Space Weather has its origin on the Sun, but many of its consequences have severe effects on the Earth’s magnetosphere, as well as on the upper layers of the atmosphere, including the ionosphere. These effects change depending on the levels of solar activity, being influenced by phenomena such as solar flares and Coronal Mass Ejections (CME). During these extreme events the number of particles coming from the Sun – as well as their energy – increases, taking the name of Solar Energetic Particles or SEP. As a consequence, the level of interaction of such particles with the magnetic environment around the Earth increases as well, leading to the formation of geomagnetic storms. Although high latitude regions are the most affected –  leading to an increase in the conductivity of the lower layers of the ionosphere – there have been a few events in the recent history with a more “global” impact.

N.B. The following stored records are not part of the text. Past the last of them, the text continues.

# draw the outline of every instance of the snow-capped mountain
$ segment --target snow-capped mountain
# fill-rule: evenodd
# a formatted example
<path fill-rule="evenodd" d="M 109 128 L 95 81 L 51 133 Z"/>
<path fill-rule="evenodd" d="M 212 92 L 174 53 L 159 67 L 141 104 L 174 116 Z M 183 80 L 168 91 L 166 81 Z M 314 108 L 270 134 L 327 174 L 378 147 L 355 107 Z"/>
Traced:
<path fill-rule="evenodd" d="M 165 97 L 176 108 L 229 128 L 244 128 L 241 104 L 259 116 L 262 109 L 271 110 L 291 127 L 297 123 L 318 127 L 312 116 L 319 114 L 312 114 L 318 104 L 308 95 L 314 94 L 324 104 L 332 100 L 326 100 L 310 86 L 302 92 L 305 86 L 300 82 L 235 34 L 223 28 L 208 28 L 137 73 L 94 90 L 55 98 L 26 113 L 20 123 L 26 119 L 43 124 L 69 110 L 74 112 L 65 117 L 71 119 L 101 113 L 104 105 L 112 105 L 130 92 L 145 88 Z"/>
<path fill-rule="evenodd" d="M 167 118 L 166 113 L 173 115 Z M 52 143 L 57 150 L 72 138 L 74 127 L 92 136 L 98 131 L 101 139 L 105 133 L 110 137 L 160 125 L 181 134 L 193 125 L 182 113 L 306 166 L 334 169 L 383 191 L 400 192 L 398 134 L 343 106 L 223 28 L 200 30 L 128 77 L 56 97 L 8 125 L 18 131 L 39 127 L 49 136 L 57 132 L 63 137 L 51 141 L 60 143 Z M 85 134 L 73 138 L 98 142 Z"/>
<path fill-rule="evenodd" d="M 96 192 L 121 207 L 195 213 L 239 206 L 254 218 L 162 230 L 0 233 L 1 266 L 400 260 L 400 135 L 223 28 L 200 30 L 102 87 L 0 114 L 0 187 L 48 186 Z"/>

However, it is not only solar particles that influence Space Weather; the Galactic Cosmic Rays (GCR) come into play in a non-secondary way in the formation of the Space Weather itself, mostly through the interactions with the Heliosphere. These interactions are not stable over time, indeed the heliospheric environment is extremely turbulent and variable over time, thus causing changes in the flux of GCRs that reach our planet.

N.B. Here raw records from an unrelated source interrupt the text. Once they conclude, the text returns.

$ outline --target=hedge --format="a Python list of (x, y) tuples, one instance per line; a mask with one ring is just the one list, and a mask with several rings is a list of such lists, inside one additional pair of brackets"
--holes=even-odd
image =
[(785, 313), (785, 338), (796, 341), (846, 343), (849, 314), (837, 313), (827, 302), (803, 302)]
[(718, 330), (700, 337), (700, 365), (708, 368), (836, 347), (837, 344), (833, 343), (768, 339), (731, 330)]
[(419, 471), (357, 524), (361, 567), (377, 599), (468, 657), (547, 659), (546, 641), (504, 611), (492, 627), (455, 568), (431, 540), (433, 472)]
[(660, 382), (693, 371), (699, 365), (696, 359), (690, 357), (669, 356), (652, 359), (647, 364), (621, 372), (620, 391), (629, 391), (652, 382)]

Although Space Weather has an increasingly crucial impact in a society that makes Space one of its most desired destinations, the study of the phenomena listed above is not yet complete. Many missions, launched in the last ten or twenty years, devote part of their activities to the study of Space Weather and related phenomena.

The CSES space missions measure electrons, protons and light nuclei in an energy range from KeV to  few hundreds MeV, and are  able to monitor GCR Solar Modulation, to detect SEP and CME  and to study   the consequent triggered  geomagnetic storm, even of small intensity.